Schreuder’s face darkened at the name. ‘Will we never be rid of him?’

‘It seems not.’ Cumbrae chuckled. ‘In any event, he is flying the white cross of the Empire, and whaling into El Grang’s transports with a vengeance. He has sunk and
captured twenty-three sail in the last week, and no Mussulman captains will put out to sea while he is in the offing. Single-handed he is blockading the entire coast of Ethiopia.’ He shook
his head in reluctant admiration. ‘From the cliffs above Tenwera, I watched him fall upon a flotilla of El Grang’s war dhows. He cut them to pieces. By Jesus, he handles his ship as
well as Franky ever could. He sailed circles around those Mussulmen and shot them out of the water. The entire fleet of Allah the All Merciful is all bottled up in port, and El Grang is starved of
reinforcements and stores. The Mussulmen call young Courtney
El Tazar
, the Barracuda, and not one will go out to face him.’

Then his grin faded and he looked lugubrious. ‘The
Golden Bough
is bright and clean of weed. My
Gull
has been at sea for nigh on three years. Her timbers are riddled with
shipworm. I would guess that, even on my best point of sailing, the
Golden Bough
has at least three knots of speed on me.’

‘What do you want me to tell his highness?’ Schreuder asked scornfully. ‘That you are afraid to meet young Courtney?’

‘I am afraid of no man living – or dead, for that matter. But there is no profit in it for me. Hal Courtney has nothing I want, but if it comes to a single-ship fight, he could do me
and my
Gull
fearful damage. If they want me to fight him they will have to sweeten my cup a little.’

Schreuder turned back to the Prince and explained this to him in carefully chosen diplomatic terms. Sadiq Khan Jahan stroked his falcon as he listened expressionlessly, and the bird ruffled out
its feathers and hooded its yellow eyes. When Schreuder had finished, the Prince turned to El Grang. ‘What did you say they called this red-bearded braggart?’

‘They call him the Buzzard, your highness,’ El Grang replied hoarsely.

‘A name well chosen, for it seems he prefers to pick out the eyes of the weak and the dying and scavenge the leavings of fiercer creatures rather than to kill for himself. He is no
falcon.’

El Grang nodded agreement, and the Prince turned back to Schreuder. ‘Ask this noble bird of prey what payment he demands for fighting El Tazar.’
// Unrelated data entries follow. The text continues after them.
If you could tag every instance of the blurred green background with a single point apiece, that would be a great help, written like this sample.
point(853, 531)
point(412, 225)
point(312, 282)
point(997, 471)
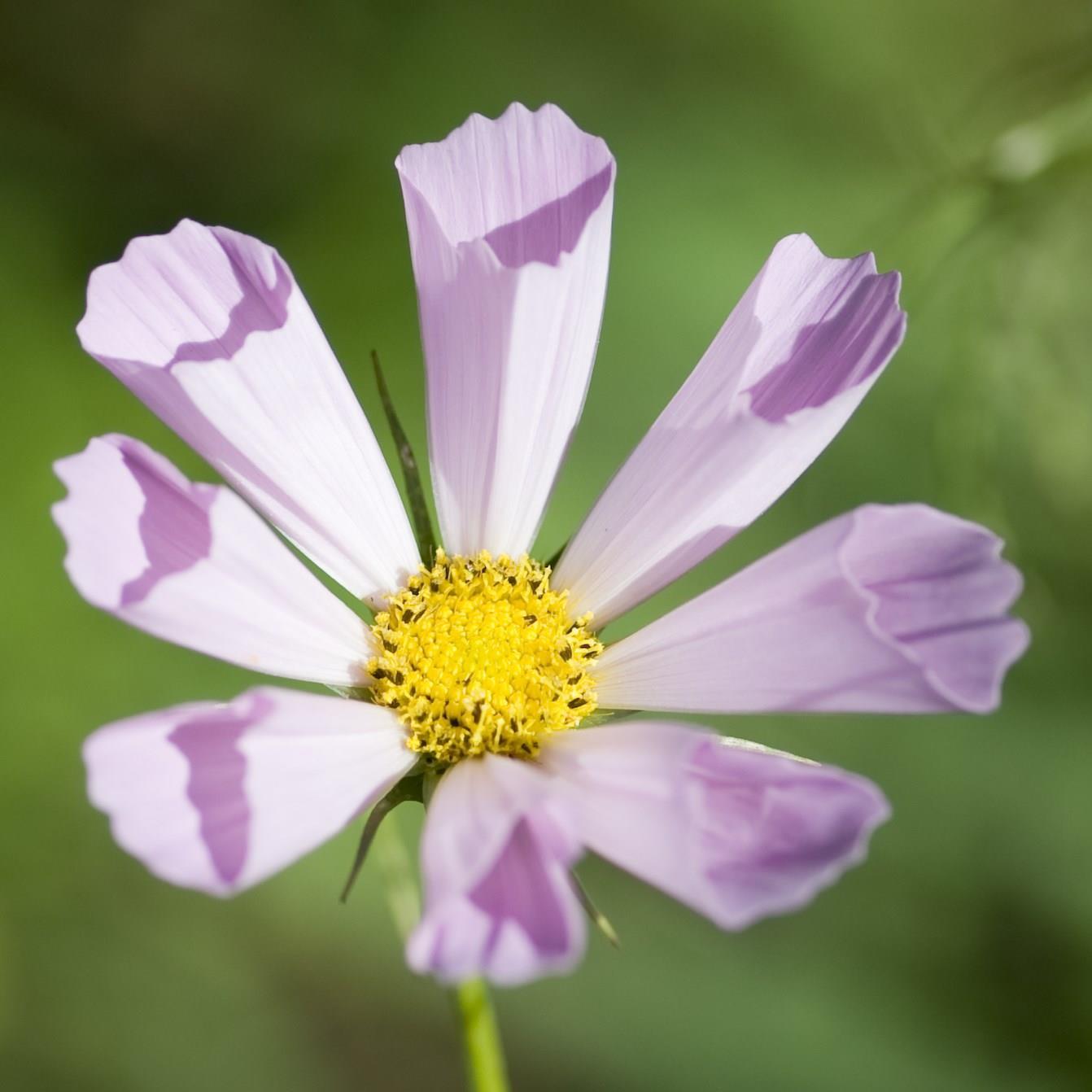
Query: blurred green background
point(954, 139)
‘Tell the pretty boy I want a lakh of rupees in gold coin, and I want it in my hands before I leave port,’ Cumbrae replied, and even Schreuder gasped at the audacity. One lakh was a
hundred thousand rupees. The Buzzard went on amiably, ‘You see, I have got the Prince with his bum in the air and his pantaloons round his ankles. I intend to tup him full length, but not the
way he likes it.’

Schreuder listened to the Prince’s reply, then turned back to Cumbrae. ‘He says that you could build twenty ships like the
Gull
for a lakh.’

‘That may be so, but it won’t buy me a pair of balls to replace the ones that Hal Courtney shoots away.’

The Prince smiled at this response. ‘Tell the Buzzard he must have lost them long ago, but he makes a fine eunuch. I could always find a place for him in my harem.’

The Buzzard guffawed at the insult, but shook his head. ‘Tell the pretty pederast, no gold and the Buzzard flies away.’

The Prince and El Grang whispered to each other, gesticulating. At last, they seemed to reach a decision.

‘I have another proposition that the bold captain might find more to his taste. The risk he takes will not be so great, but he will receive the lakh he demands.’ The Prince rose to
his feet, and all his court fell upon their knees and pressed their foreheads to the ground. ‘I will leave Sultan Ahmed El Grang to explain this to you in secrecy.’